If a cat has already formed this habit, there is some possibility that neutering will not fix it. For this reason, it is better to neuter before any marking behaviors start.
There are some ovarian and uterine cancers that can be completely avoided when a female kitten gets spayed.
For example, unspayed female cats are at extremely high risk for mammary cancer. Cats that are spayed before sexual maturity have almost zero risk of this type of cancer.
If a cat goes through its first heat cycle before getting spayed, its lifetime risk of mammary cancer is only reduced by 50%.
Castrating a male cat eliminates the risk of testicular cancer. It also prevents possible behavioral issues.
Male and female cats in heat have a strong instinct to roam in order to find mates. Even indoor-only cats have a way of escaping to roam the neighborhood looking for love.
This isn’t only a nuisance to your neighbors who likely don’t want to hear cats mating at night. Besides that, cats that roam are at risk of being hit by a car, getting in fights, and getting attacked by predators.

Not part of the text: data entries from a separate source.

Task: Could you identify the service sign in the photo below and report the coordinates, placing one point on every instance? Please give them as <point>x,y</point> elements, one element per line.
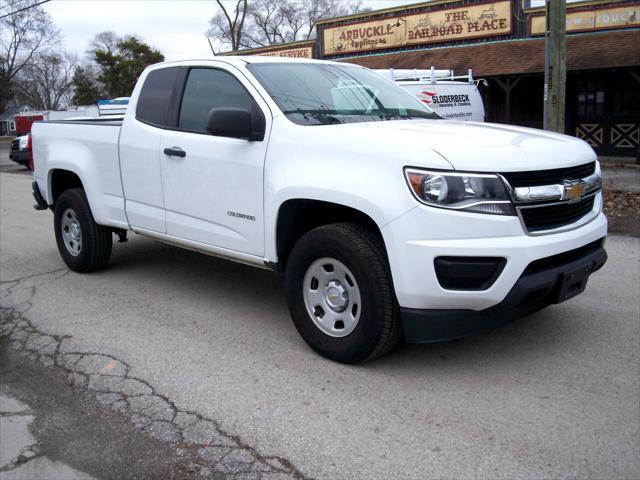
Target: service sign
<point>303,52</point>
<point>444,25</point>
<point>597,19</point>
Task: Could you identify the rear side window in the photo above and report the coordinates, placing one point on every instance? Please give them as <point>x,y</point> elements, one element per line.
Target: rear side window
<point>155,96</point>
<point>207,88</point>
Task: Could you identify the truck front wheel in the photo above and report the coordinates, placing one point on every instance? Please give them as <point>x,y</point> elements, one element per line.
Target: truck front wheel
<point>84,245</point>
<point>340,293</point>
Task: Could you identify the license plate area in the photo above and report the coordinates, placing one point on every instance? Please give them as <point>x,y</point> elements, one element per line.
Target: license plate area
<point>573,283</point>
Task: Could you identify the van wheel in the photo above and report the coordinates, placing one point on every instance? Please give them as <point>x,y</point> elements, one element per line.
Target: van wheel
<point>84,245</point>
<point>340,293</point>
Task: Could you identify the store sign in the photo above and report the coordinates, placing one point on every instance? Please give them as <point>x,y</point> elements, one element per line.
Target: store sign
<point>598,19</point>
<point>303,52</point>
<point>484,20</point>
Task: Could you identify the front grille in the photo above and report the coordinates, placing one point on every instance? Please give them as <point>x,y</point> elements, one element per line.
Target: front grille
<point>549,177</point>
<point>557,215</point>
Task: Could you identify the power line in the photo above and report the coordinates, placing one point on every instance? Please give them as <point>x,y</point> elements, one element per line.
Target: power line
<point>24,8</point>
<point>9,4</point>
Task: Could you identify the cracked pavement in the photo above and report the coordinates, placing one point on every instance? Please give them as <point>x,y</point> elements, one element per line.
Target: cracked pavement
<point>200,355</point>
<point>212,450</point>
<point>20,454</point>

In addition to that, bad behavior that tomcats (mature adult male cats) typically exhibit are loud vocalizations, escape attempts, picking fights with other cats or animals, and marking their territory, like your house, with urine. Also, neutering male cats reduces the pungent odor of its urine.
- No Unwanted Kittens
Over one-million cats are euthanized in shelters every year in the United States. The biggest benefit to spaying and neutering may be helping prevent unwanted kittens.
Even if you are confident that you can find homes for any kittens born, these homes could instead be helping rescue a cat from the shelter.

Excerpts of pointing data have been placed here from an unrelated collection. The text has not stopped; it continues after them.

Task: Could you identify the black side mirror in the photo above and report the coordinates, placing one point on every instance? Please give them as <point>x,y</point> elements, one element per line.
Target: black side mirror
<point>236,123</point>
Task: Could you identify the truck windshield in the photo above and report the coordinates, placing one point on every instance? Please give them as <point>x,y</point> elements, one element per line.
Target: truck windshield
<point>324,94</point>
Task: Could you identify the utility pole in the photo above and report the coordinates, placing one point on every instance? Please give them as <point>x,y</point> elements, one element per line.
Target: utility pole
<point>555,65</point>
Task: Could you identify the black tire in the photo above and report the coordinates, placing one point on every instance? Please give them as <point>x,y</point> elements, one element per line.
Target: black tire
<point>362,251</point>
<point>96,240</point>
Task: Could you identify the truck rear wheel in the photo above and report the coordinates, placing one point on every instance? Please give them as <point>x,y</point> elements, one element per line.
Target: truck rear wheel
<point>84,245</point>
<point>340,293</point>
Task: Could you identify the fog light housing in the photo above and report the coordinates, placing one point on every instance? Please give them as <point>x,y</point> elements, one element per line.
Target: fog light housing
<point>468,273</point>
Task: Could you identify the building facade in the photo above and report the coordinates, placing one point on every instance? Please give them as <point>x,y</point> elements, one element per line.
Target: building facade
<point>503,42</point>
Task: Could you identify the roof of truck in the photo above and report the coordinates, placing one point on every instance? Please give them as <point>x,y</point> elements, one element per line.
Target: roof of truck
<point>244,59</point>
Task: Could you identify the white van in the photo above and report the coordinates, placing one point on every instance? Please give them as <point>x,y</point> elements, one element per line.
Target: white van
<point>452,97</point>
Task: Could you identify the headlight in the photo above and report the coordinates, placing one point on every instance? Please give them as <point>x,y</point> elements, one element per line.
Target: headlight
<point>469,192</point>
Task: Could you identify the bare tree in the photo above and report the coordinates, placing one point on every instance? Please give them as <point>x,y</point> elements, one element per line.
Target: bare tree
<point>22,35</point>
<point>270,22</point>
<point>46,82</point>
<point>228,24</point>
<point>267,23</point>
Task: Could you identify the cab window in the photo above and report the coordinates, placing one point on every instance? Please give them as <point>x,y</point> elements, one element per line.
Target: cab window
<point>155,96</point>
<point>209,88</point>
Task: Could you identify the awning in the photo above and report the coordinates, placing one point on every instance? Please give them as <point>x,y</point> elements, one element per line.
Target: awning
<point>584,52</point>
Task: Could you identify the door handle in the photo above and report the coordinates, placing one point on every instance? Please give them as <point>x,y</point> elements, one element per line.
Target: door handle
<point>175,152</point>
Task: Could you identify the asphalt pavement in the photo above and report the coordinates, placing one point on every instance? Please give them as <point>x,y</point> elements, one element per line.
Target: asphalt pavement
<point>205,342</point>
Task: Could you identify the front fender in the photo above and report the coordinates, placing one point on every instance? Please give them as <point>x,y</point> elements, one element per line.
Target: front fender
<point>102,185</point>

Also, just as with human pregnancies, giving birth for cats isn’t without risks. There are many potential complications involved with a cat’s pregnancy; some of which could endanger your cat’s life.
Of course, spaying and neutering prevent unwanted kittens and this benefit can be seen at any age. Spaying or neutering after puberty will make the health and behavior benefits somewhat less effective.
Unlike some dog breeds, studies have shown that there is no advantage in waiting to get a cat fixed. Studies have found that there is only one noticeable difference between cats fixed before and after puberty.
The male cats neutered before sexual maturity grew to be slightly larger than the cats neutered at a later age. This is due to puberty hormones contributing to signals for cats to stop growing.
In unspayed female cats, uterine infections like Pyometra are extremely common. Your cat will need an emergency spay if one occurs.
It is much safer and less expensive to spay while your cat is healthy. Pyometra occurs after a heat cycle and can strike at any age, but is less common in young cats.
Getting a spay before or after puberty will equally eliminate the risk of this life-threatening infection.
Except in the case of uterine infection, spaying and neutering are considered elective surgeries. This means that if your cat has any sign of illness, veterinarians will wait to perform the spay or neuter.
Kittens are especially prone to runny eyes and upper respiratory infections. These kitten infections will delay when they can get surgery; sometimes for several weeks.
Very rarely, male cats will retain a testicle inside their abdomen. This is referred to as cryptorchid.
Neutering these cats is critical because the retained testicle almost always becomes cancerous. However, a cryptorchid cat will need to be at least four months old before surgery so that the testicle is developed enough to locate and identify.